Il s’agissait du troisième Grammy remporté par le groupe de gospel sud-africain en dix-sept ans d’existence. Il s’ajoute à une longue liste de distinctions, dont un Emmy Award. Leur compilation de douze titres en l’honneur du héros de la lutte contre l’apartheid, Nelson Mandela, dépasse les critères élevés fixés par le premier album du groupe, Voices From Heaven, qui s’était classé numéro un au hit-parade de musique du monde du magazine Billboard.

« Une nourriture pour l’âme »

Freedom, sorti pour marquer le centenaire de la naissance de Mandela en 2018, donne aux chansons de lutte une touche de modernité. Ce genre musical est enraciné dans le passé de l’Afrique du Sud, à l’époque où la majorité noire subissait la domination de la minorité blanche sous le régime de l’apartheid. « C’est d’une certaine façon l’histoire de ce qu’il s’est passé à cette époque », explique à l’AFP le chanteur Mulalo Mulovhedzi. L’album s’inspire « des combattants de la liberté de 1976, car il est fondé sur la liberté. L’idée était que nous devons retourner à Soweto, où la liberté a commencé ».

Le township de Soweto, à une quinzaine de kilomètres de Johannesburg, est un des endroits où les Noirs ont été relégués sous le régime ségrégationniste et est le foyer du groupe depuis sa fondation en 2002. Une grande partie de la musique du Soweto Gospel Choir est composée et arrangée dans des langues sud-africaines, y compris le zoulou, le xhosa et même l’afrikaans, et a pourtant conquis un large public à l’étranger.

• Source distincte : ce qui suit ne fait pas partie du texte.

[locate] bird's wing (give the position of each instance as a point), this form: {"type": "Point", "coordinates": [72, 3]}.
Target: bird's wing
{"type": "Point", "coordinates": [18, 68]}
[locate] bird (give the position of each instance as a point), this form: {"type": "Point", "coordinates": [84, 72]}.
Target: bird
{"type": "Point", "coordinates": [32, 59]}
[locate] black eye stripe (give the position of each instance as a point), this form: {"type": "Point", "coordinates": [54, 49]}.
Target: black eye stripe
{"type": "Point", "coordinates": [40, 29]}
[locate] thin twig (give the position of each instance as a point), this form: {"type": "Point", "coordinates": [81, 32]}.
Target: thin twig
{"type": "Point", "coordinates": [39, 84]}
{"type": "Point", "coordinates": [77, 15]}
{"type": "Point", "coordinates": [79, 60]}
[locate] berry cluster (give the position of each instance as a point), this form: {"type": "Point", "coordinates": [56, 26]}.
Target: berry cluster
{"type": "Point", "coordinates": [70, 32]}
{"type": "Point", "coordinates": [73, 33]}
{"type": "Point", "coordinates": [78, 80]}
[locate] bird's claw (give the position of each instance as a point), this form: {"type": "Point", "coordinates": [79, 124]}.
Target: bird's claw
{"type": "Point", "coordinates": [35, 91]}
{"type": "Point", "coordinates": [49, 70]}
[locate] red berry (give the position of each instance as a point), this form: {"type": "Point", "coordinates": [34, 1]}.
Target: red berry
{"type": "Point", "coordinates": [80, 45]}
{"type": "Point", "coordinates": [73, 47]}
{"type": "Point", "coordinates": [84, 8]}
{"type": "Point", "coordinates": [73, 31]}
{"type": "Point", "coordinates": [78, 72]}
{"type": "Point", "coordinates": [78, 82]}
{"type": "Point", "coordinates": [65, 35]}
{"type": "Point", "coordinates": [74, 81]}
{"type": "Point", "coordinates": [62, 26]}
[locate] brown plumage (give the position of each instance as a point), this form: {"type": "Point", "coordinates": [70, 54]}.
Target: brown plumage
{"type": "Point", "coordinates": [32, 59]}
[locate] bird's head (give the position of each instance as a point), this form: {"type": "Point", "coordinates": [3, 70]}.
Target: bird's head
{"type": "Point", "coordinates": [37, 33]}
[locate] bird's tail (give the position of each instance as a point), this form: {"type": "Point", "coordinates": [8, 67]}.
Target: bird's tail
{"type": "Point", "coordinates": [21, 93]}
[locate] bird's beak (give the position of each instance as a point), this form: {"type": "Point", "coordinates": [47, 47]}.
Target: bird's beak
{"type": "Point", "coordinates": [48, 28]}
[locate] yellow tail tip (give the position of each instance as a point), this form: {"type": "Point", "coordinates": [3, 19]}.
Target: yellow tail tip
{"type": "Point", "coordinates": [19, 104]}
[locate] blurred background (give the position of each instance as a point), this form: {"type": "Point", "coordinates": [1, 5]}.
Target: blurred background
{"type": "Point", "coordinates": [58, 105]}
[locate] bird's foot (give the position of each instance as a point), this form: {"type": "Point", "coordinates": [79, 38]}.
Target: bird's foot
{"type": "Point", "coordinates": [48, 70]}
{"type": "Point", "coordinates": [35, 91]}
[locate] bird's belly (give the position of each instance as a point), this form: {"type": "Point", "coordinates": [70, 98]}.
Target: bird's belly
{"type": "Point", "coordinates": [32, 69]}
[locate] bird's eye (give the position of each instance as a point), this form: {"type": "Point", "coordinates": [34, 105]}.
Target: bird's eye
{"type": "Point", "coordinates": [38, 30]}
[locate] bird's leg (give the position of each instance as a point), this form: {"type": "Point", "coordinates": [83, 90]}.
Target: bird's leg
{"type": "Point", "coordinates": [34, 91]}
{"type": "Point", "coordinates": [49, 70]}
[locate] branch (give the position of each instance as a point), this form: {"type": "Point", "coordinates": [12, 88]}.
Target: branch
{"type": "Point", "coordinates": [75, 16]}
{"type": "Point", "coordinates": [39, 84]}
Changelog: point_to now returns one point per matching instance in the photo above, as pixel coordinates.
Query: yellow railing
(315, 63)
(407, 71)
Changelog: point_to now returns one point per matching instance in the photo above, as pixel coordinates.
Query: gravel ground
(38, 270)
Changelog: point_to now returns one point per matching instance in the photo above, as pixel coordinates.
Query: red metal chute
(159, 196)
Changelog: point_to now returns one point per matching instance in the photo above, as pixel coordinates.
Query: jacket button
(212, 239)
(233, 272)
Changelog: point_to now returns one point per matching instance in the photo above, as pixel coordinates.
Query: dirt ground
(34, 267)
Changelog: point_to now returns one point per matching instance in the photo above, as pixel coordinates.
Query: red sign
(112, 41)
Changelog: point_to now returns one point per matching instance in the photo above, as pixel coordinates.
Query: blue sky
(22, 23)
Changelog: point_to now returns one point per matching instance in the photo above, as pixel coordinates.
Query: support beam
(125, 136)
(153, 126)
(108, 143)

« Quand nous chantons, c’est comme si les gens nous comprenaient, c’est universel, c’est spirituel et c’est une musique qui a le pouvoir de revigorer », souligne le directeur musical Diniloxolo Ndlakuse, vêtu d’un flamboyant costume traditionnel. « Quand nous pleurons et montrons nos émotions, le public pleure, ajoute Shimmy Jiyane. Tu dois te rappeler que la musique est une nourriture pour l’âme, elle te guérit même si tu ne comprends pas ce que je dis. »

Cinquante-deux membres

Le Soweto Gospel Choir, qui compte cinquante-deux membres, s’est produit dans des lieux prestigieux comme le Carnegie Hall de New York, l’Opéra de Sydney et le Royal Festival Hall à Londres. A Johannesburg, le bruit rythmé de pieds et de mains tapant à l’unisson remplit la salle où le groupe répète. Deux rangées d’une vingtaine d’hommes et de femmes âgés de 24 à 50 ans s’harmonisent autour d’un djembé. En raison de sa popularité croissante, le groupe s’est scindé en trois unités identiques pour répondre à la demande mondiale.

Les chanteurs en costumes de couleurs vives ont collaboré avec plusieurs artistes internationaux, dont Céline Dion, Chance The Rapper et Peter Gabriel sur la chanson Down To Earth, de la superproduction Wall-E, se faisant ainsi connaître par un public encore plus large. Le titre a ensuite remporté un Grammy dans la catégorie meilleure chanson de film.

Mulovhedzi, dont le défunt père David a cofondé le groupe, estime que le son de la formation a évolué « en raison de l’expérience (…), des collaborations avec d’autres artistes ». Mais pour le chef de chœur Shimmy Jiyane, les sons qui font sa signature sont « simples » et inchangés. « C’est quelque chose de brut, quelque chose qui est fièrement sud-africain et qui vient des rues de Soweto », précise-t-il.